A federal district court in Alabama granted an insurer’s motion to compel arbitration based on a policy provision requiring arbitration in the United Kingdom that the court found not to be unfair because the plaintiff could participate by telephone. Laura A. Thompson v. Generali Worldwide Insurance Company, Ltd., Case No. 3:18-cv-1126 (N.D. Ala. Jun. 10, 2019).
An employee of a company insured under a long-term disability policy sued her employer’s insurer for wrongfully denying her claim for long-term disability benefits. The insurer filed a motion to compel arbitration based on the policy’s broad arbitration provision which required any claims arising out of the policy to be arbitrated in the U.K. The employee argued that the arbitration provision was unenforceable because it grossly favored the insurer, and because she had no meaningful choice of whether to accept or reject the terms of the provision given the expenses associated with participating.

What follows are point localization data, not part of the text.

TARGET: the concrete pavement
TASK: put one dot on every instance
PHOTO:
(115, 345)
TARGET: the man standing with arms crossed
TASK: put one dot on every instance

The court disagreed, finding the arbitration provision to be enforceable as written under Alabama law. The court ruled that under Alabama law, a plaintiff must be party to the contract of insurance to establish that there was a lack of meaningful choice regarding an arbitration provision, that the provision was unreasonably unfavorable to an insured, or that there as unequal bargaining power between the insured and the insurer. The court found that the plaintiff could not meet this burden as an employee of the insured company and thus a third-party beneficiary to the policy. The court ruled that the costs were not excessive where the provision allowed for the plaintiff to participate telephonically and did not require that she hire counsel in the U.K.